Pavel Ivanov <pivanof@google.com> writes:
I've realized that the way slaves are processed now on the master allows them to connect even if they request non-existent GTID.
What happens here is that S3 requests GTID 0-2-3 from S1. S1 has in binlog: 0-1-1 0-1-2 0-1-3 0-2-4 So there is a "hole" in the binlog of S1, a transaction got missing. However, the code allows S3 to start replicating with 0-2-4 as the first event. Because we can be sure that this is the first event that we _do_ have that follows the requested 0-2-3. Now, if S1 had had only "0-1-1 0-1-2 0-1-3" in the binlog, then S3 would not be allowed to connect. Mainly to protect against the case where no further 0-2-* events ever appear, which would cause S3 to skip events forever waiting for such event.
Is it "works as intended" and will be different in the "strict mode" or you didn't want for such things to happen even in non-strict mode?

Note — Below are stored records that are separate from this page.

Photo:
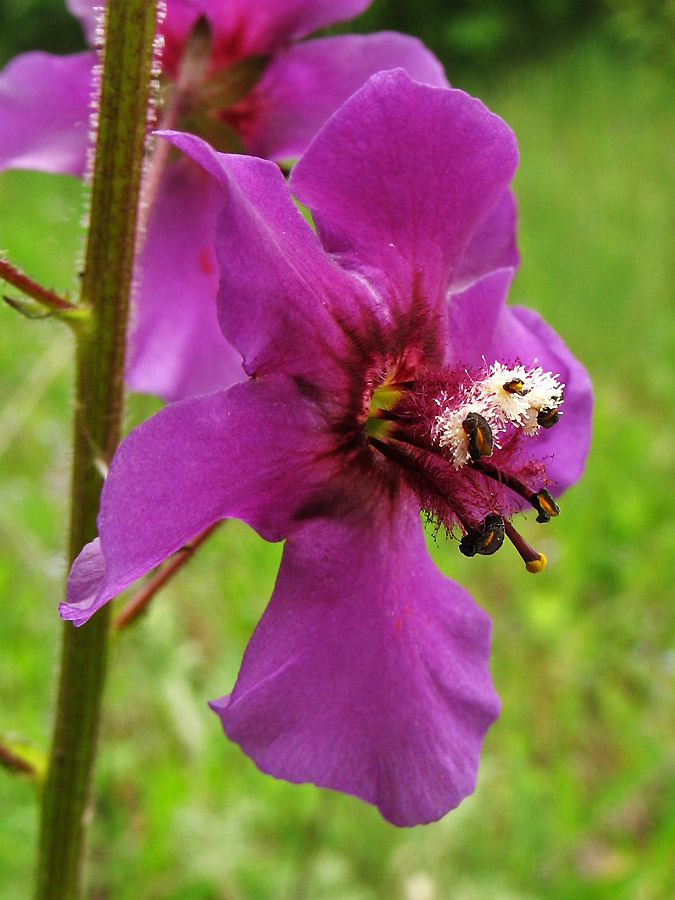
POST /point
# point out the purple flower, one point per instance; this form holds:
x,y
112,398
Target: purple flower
x,y
232,72
369,399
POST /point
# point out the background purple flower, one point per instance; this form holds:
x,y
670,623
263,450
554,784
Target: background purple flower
x,y
231,72
368,671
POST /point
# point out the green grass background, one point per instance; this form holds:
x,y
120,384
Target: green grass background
x,y
576,793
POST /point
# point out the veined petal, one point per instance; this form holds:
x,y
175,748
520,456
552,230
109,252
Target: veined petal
x,y
258,452
306,83
88,12
44,111
177,347
368,672
282,312
483,327
401,178
262,26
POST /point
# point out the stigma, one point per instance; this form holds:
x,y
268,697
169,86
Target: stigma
x,y
464,441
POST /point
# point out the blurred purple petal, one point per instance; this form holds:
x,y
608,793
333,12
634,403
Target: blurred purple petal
x,y
241,27
44,112
89,12
305,84
368,672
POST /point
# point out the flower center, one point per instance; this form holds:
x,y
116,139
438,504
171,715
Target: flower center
x,y
464,441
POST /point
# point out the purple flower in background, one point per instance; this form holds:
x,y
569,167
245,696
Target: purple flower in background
x,y
369,399
232,72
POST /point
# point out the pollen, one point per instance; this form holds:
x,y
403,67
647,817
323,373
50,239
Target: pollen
x,y
527,398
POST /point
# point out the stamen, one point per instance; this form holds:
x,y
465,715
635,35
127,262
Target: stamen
x,y
534,562
486,539
541,500
545,505
479,433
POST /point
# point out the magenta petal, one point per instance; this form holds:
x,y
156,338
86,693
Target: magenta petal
x,y
400,179
44,112
483,327
368,672
305,84
279,311
177,349
252,452
89,12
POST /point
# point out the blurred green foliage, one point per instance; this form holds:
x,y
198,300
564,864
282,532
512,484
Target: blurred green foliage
x,y
576,793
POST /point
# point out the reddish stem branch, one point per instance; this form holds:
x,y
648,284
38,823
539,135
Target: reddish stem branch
x,y
142,598
48,298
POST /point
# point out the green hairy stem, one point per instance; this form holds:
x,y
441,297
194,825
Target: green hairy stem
x,y
123,114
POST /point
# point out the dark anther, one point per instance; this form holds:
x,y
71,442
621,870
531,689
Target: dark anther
x,y
545,505
516,386
479,434
486,539
547,417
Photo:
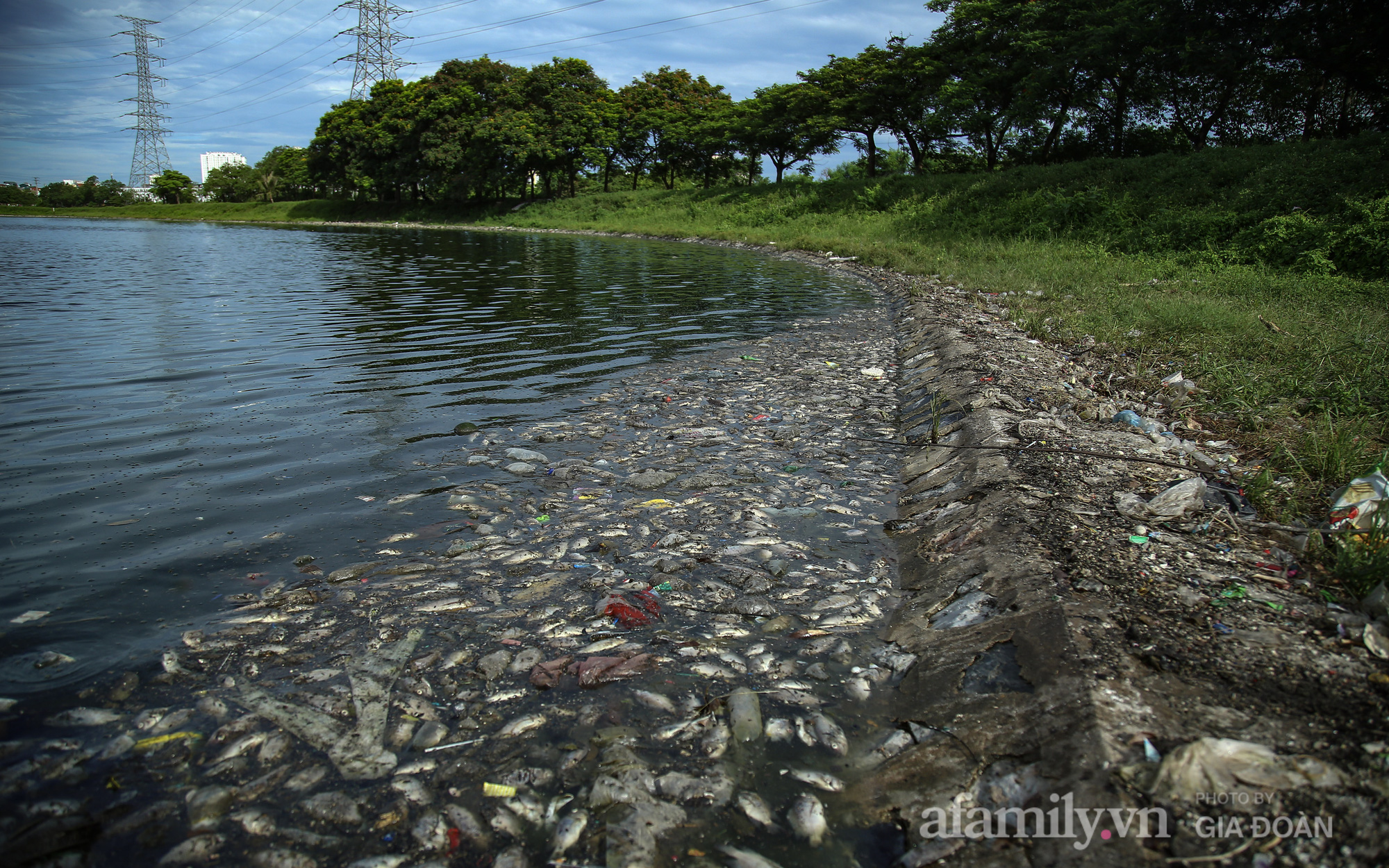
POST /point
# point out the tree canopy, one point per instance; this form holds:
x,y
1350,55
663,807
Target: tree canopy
x,y
999,84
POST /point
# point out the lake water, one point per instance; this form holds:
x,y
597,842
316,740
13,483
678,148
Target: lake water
x,y
177,394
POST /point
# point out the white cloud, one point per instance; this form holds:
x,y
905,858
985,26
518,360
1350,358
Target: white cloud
x,y
247,76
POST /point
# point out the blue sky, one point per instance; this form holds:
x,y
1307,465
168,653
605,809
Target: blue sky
x,y
247,76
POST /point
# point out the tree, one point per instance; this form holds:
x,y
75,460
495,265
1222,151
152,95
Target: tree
x,y
16,195
113,194
783,124
267,184
854,99
231,183
60,195
291,167
173,187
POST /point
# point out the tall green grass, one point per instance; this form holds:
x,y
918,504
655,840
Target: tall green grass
x,y
1172,260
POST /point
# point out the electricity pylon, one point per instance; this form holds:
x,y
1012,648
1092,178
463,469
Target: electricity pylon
x,y
376,56
151,158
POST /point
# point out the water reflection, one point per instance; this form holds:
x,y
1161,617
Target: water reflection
x,y
190,405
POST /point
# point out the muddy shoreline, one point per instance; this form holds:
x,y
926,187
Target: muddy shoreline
x,y
1022,637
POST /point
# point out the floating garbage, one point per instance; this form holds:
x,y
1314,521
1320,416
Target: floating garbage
x,y
633,610
1355,505
1237,769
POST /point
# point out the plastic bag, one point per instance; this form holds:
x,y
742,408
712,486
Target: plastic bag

I am not sure. But my immediate impression is that this is the most consistent behaviour. In MariaDB GTID, we keep track of only the last applied GTID (within each domain), and rely on binlog sequence being identical between different servers. In this particular example we could detect that this was violated, but it was kind of accidental. If S3 had been stopped one event earlier or later, then we would not be able to detect the error. So catching this error case does not really seem to buy much in general. Also, when using stuff like --replicate-wild-ignore-table, holes can easily appear, and allowing a slave to connect "in the middle of a hole" seems reasonable. But I am open to arguments for the opposite. - Kristian.